The tourists had threatened to steal the initiative away, as they attempt to avoid a 3-0 series whitewash in Sydney, after they reached tea eight runs adrift with just one wicket down. But Australia roared back in a potentially match-defining session to leave Sri Lanka 225 for seven - and with a lead of 87 - at the close.

Australia had looked as though they would face a far tougher chase, on a SCG wicket starting to show signs of wear, after Dimuth Karunaratne and Mahela Jayawardene - in his final Test as skipper - erased a 138-run first-innings deficit.

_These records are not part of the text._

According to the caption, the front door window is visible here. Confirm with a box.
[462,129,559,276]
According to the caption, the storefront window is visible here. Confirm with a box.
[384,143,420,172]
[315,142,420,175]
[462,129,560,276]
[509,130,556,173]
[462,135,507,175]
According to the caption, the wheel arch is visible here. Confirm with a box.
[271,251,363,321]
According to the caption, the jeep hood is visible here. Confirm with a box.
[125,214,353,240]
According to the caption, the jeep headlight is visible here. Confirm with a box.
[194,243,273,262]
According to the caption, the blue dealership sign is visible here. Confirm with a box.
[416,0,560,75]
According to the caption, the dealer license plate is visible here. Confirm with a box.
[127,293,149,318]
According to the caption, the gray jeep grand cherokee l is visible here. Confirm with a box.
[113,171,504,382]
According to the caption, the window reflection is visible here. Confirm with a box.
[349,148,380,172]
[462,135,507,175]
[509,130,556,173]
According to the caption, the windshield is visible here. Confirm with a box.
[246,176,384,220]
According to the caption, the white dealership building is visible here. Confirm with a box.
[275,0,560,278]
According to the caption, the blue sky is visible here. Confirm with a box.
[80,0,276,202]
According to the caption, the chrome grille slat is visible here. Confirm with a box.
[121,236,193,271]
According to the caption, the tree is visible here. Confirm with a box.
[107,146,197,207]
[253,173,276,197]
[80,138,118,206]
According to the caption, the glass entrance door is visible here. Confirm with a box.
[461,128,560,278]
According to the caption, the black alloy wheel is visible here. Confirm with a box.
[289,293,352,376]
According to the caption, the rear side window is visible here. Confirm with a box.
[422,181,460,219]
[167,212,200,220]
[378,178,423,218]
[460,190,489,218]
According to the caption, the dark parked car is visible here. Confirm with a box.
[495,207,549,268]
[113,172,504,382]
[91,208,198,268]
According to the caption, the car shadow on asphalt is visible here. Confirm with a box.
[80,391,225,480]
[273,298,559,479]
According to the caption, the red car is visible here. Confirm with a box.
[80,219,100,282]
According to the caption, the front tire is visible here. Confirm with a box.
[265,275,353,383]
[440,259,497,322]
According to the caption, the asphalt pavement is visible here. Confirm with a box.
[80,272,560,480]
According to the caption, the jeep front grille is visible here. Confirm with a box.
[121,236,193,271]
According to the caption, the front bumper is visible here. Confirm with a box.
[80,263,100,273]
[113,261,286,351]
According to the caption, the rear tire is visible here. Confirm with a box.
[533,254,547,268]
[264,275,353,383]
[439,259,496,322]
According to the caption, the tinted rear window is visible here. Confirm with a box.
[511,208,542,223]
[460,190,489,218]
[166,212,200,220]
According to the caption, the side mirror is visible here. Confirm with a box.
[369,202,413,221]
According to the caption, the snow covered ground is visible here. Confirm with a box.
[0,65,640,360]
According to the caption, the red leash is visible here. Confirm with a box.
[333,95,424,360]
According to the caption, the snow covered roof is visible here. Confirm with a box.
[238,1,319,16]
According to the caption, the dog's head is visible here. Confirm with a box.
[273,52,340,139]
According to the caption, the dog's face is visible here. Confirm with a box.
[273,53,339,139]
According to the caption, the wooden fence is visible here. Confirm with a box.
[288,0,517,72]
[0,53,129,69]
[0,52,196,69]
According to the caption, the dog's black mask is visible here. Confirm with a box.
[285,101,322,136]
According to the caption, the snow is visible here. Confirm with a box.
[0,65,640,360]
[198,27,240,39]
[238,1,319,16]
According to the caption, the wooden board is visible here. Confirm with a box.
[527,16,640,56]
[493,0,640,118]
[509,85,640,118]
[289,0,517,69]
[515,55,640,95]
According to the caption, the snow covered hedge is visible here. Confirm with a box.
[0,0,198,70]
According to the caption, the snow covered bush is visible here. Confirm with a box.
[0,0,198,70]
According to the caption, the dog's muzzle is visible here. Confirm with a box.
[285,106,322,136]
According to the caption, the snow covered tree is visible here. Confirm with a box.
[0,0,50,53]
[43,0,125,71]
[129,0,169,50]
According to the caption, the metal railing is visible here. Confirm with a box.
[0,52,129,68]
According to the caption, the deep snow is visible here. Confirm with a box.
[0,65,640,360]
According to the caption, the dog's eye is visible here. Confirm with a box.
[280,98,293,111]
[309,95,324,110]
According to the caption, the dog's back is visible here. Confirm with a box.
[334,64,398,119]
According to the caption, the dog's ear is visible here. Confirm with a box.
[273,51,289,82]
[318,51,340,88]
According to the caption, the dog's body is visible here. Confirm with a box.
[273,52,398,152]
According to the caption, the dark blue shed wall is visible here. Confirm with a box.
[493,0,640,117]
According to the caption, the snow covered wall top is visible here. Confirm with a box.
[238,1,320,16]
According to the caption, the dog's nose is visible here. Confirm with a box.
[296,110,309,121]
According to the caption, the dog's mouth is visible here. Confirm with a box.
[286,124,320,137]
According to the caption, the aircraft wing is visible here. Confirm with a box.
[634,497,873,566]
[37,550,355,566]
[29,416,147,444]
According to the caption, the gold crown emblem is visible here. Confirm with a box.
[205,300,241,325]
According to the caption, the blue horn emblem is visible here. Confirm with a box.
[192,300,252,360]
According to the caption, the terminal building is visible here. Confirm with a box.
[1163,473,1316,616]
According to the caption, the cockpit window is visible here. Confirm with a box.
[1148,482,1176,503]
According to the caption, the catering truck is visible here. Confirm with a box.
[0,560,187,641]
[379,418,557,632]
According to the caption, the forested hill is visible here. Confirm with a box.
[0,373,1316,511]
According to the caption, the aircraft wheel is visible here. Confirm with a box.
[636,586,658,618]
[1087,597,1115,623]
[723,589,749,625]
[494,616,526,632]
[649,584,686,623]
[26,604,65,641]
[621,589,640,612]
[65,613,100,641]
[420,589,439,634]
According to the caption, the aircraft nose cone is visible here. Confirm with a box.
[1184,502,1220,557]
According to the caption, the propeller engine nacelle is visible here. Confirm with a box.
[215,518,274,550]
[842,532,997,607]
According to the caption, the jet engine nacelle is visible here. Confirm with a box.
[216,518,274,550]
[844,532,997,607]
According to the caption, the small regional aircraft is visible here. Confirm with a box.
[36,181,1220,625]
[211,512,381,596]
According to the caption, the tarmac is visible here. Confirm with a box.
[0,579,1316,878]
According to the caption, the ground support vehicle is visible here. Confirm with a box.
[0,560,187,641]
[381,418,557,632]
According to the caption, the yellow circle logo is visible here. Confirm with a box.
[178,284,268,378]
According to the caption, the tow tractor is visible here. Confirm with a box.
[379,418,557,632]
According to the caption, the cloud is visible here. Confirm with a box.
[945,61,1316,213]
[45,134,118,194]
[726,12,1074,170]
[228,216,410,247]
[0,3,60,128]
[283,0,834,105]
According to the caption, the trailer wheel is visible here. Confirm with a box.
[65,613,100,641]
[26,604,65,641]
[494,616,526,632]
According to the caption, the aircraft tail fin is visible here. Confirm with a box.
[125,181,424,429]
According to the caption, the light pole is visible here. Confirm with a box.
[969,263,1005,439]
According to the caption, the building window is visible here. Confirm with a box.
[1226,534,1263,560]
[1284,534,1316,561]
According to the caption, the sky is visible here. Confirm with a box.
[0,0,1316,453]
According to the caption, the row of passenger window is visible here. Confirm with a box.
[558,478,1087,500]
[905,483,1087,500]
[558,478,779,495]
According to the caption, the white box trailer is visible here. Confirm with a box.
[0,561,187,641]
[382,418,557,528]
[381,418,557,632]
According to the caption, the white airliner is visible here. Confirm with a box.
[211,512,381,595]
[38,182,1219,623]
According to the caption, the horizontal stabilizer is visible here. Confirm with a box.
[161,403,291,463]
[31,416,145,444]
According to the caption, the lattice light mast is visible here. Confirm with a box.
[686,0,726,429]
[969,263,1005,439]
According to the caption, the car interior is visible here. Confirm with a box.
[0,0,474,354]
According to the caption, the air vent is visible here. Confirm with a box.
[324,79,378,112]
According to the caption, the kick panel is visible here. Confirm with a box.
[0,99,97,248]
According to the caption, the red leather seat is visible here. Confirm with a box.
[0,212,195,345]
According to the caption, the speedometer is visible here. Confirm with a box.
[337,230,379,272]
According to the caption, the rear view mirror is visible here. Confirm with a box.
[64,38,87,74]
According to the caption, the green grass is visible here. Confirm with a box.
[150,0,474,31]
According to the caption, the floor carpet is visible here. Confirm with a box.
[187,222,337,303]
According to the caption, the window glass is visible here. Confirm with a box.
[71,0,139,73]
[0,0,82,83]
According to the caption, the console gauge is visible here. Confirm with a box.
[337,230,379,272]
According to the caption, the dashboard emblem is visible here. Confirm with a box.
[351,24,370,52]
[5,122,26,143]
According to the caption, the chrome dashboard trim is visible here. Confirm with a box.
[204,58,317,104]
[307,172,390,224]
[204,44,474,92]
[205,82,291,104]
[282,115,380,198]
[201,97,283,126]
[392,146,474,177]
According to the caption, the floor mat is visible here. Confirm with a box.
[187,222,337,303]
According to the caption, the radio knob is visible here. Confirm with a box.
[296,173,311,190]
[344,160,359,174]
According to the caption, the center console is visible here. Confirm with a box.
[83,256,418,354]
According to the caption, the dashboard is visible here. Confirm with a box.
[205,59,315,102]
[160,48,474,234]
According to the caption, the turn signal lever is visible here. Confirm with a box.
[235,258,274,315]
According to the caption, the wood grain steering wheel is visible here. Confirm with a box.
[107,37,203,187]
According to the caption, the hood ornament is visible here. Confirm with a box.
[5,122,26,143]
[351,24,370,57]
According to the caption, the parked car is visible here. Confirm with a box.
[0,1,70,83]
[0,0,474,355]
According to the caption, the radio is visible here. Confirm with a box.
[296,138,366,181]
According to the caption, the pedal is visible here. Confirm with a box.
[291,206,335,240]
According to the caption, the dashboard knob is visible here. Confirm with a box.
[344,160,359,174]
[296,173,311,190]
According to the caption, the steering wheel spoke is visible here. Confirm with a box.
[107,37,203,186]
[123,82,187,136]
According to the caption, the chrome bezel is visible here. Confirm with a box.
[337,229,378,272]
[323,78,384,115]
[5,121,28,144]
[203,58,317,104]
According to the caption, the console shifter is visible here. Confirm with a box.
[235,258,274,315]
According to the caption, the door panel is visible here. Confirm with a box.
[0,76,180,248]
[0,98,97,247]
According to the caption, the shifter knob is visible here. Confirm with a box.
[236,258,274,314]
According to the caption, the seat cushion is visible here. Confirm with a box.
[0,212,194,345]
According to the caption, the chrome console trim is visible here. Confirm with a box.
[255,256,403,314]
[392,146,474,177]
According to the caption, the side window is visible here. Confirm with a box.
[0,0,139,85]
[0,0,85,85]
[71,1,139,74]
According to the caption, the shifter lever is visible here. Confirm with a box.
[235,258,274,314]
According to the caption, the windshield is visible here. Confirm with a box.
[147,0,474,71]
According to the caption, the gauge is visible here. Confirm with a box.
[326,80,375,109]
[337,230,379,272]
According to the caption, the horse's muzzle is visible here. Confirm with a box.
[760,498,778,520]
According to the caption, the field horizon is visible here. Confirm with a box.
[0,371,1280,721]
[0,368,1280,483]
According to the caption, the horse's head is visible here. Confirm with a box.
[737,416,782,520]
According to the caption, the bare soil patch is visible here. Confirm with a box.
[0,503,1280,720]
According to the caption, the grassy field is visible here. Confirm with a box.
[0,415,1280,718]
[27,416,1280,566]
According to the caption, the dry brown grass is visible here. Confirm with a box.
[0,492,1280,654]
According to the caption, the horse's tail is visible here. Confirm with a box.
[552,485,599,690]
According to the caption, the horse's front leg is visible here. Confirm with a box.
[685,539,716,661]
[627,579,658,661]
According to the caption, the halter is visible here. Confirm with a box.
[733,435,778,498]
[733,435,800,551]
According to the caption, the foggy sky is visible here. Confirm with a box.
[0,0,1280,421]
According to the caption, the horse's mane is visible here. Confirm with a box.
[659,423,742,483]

Wicketkeeper Matthew Wade's first Test century on home soil had allowed the hosts to build that lead on Saturday morning before captain Michael Clarke surprisingly declared on 432 for nine half and hour before lunch.

Clarke's call was rewarded with the early wicket of Tillakaratne Dilshan, who edged Mitchell Johnson to third slip, but Karunaratne and Jayawardene then took charge. Karunaratne brought up his 50 by driving Nathan Lyon over long on for six, although he survived a dropped catch by Wade off the spinner when on 54.

Despite that he reached tea on 83, and within sight of three figures, with Jayawardene in able assistance in an unbroken 106-run stand. But Karunaratne could add just a further two runs after the resumption as Sri Lanka's hopes tumbled with a flurry of wickets that, at one stage, saw them lose four for 23.

Karunaratne fell to a good Bird ball that found his edge through to Wade. Lahiru Thirimanne, who made 91 in the first innings, managed just seven before he hooked Johnson to fine leg and in the next over Thilan Samaraweera recklessly bounded down the wicket at Lyon only to sky a chance before he had scored.

That sparked the mini collapse of four wickets as Angelo Mathews was run out following confusion with Jayawardene, and some excellent fielding by David Warner at mid-wicket, before the skipper offered an edge behind soon after off the tireless Peter Siddle.

Jayawardene's departure, after he had effortlessly reached 60, ensured Australia had all but snuffed out Sri Lanka's resurgence. It was left to the tail to build the small lead, but Dhammika Prasad nicked to Wade off Mitchell Starc.

Dinesh Chandimal (22 not out) and Rangana Herath (7no) remained thereafter, to build toward a 100-run advantage, although they have plenty more work to do on Sunday if Sri Lanka are to set a testing fourth-day chase.